Le panier du consommateur après Covid-19 sera chamboulé, notamment par la guerre des prix que risquent de se livrer les enseignes de GMS. ©D.R.

La guerre des GMS

Le chef d’entreprise ne peut s’empêcher d’y voir quelque chose de bien. « L’atmosphère de travail est géniale, la solidarité est là, l’entente entre les salariés et les cadres est super. Ils accomplissent leur mission avec cœur, on a même décidé d’un crédit d’heures entre nous. » Peut-être faut-il y voir un juste retour des choses. « Dans ces moments-là, le management que tu as pu avoir avant, soit tu le gagnes, soit on te le rend en retour. »

Plus rien ne sera donc comme avant, on est en droit de le croire. Le baisse du pouvoir d’achat est à prévoir. Il y aura « un énorme trou dans le budget de l’État, des trous dans les budgets des ménages ». Une guerre féroce des prix entre les chaînes du secteur GMS est à craindre, par forcément au bénéfice de la qualité.

« Nous le savons : rien ne marche mieux que lorsqu’on est au plus près de l’objet. »

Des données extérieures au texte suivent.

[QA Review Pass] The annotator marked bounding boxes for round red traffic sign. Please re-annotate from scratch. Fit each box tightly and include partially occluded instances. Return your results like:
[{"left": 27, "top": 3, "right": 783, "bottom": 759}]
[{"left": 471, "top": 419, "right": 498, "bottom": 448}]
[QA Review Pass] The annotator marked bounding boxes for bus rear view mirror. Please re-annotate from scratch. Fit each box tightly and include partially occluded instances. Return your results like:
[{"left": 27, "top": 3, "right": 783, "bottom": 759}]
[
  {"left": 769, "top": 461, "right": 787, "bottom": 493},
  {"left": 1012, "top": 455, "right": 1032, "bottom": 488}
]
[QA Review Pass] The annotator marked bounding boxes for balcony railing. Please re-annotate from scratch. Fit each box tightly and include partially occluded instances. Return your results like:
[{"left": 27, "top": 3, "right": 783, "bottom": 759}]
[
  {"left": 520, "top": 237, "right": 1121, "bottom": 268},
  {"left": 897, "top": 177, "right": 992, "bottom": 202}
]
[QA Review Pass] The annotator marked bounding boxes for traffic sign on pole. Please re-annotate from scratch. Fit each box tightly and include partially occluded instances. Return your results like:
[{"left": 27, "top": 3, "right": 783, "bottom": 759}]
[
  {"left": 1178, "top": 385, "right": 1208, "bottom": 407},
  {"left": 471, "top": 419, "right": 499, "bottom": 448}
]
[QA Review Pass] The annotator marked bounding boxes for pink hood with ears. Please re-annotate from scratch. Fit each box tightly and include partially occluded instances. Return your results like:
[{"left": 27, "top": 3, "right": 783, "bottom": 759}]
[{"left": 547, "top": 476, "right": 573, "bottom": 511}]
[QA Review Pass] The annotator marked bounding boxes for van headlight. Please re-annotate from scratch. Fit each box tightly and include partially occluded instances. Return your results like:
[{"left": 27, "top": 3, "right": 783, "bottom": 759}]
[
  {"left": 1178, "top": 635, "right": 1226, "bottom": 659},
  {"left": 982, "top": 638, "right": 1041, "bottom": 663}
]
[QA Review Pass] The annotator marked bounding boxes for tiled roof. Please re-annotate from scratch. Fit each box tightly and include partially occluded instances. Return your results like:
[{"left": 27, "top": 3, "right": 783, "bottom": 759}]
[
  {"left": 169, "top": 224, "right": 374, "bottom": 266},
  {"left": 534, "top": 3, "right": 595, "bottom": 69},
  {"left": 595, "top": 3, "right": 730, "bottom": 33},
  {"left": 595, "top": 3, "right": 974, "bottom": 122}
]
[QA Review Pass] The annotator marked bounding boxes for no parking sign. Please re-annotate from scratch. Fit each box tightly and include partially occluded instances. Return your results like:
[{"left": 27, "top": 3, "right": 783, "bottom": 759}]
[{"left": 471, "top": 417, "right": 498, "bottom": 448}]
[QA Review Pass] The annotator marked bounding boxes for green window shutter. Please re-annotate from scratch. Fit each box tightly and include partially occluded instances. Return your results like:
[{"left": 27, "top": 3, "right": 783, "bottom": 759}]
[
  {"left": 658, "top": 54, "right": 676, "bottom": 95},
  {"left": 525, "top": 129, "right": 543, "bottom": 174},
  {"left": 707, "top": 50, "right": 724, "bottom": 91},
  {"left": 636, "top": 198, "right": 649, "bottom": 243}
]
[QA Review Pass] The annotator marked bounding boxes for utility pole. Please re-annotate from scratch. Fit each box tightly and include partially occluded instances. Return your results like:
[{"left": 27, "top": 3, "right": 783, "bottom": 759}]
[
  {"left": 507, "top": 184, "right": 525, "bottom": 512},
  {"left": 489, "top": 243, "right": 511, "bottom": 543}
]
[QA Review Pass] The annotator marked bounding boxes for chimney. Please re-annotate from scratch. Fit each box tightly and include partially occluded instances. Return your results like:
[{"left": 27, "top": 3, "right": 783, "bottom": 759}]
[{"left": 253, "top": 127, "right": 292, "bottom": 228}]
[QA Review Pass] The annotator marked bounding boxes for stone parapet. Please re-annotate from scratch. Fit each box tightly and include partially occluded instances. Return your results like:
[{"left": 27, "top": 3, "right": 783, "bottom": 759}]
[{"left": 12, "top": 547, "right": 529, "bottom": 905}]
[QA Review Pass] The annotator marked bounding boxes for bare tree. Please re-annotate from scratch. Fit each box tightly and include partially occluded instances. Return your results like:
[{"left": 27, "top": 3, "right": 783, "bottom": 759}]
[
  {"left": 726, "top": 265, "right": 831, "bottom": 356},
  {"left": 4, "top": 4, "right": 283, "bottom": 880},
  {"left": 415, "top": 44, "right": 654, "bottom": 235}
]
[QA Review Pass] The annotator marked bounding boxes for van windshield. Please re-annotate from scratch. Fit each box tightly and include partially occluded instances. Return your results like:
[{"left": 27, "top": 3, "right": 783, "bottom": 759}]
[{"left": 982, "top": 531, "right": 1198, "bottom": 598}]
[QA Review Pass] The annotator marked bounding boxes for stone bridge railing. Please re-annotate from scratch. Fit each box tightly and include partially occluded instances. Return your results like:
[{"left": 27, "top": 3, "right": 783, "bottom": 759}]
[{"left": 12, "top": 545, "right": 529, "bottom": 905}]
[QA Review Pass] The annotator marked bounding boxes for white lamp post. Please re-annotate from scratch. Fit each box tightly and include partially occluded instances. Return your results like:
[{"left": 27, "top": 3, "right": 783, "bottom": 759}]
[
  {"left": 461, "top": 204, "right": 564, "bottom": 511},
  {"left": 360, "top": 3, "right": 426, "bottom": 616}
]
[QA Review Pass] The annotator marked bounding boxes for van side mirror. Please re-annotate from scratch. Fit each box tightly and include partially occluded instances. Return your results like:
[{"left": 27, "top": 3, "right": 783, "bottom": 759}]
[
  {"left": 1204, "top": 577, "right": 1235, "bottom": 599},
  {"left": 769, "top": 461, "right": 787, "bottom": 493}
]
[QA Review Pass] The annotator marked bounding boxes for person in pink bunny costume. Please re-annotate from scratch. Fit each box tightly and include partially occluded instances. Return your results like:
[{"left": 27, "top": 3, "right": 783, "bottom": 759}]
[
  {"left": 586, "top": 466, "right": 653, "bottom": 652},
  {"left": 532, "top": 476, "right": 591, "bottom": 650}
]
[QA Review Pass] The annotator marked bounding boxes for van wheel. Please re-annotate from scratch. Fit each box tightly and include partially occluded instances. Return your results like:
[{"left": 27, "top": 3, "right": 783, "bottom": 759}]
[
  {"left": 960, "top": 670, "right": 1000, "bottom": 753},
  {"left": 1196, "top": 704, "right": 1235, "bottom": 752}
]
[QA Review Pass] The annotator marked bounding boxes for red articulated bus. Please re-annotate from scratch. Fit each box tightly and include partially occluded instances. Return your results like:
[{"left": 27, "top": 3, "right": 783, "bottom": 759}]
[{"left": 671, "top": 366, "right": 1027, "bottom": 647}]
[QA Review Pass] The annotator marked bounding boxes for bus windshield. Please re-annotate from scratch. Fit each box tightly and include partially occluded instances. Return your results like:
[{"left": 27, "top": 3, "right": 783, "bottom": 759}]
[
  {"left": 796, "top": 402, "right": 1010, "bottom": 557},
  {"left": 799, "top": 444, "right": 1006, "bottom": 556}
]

Il faudra aussi rassurer. « Je suis mandaté par Super U en tant que patron du commerce pour repenser notre stratégie, revoir nos rayons traditionnels et favoriser le consommer français », confie Benoit Willot. Il va aussi falloir rétablir la confiance en l’acte d’achat. Avec une note d’espoir malgré tout, celle « d’une belle évolution des mentalités vers de la solidarité, la défense du made in France et de la proximité. Nous le savons : rien ne marche mieux que lorsqu’on est au plus près de l’objet ». Cette fois c’est sûr, le consommateur de l’après Covid-19 ne sera plus le même.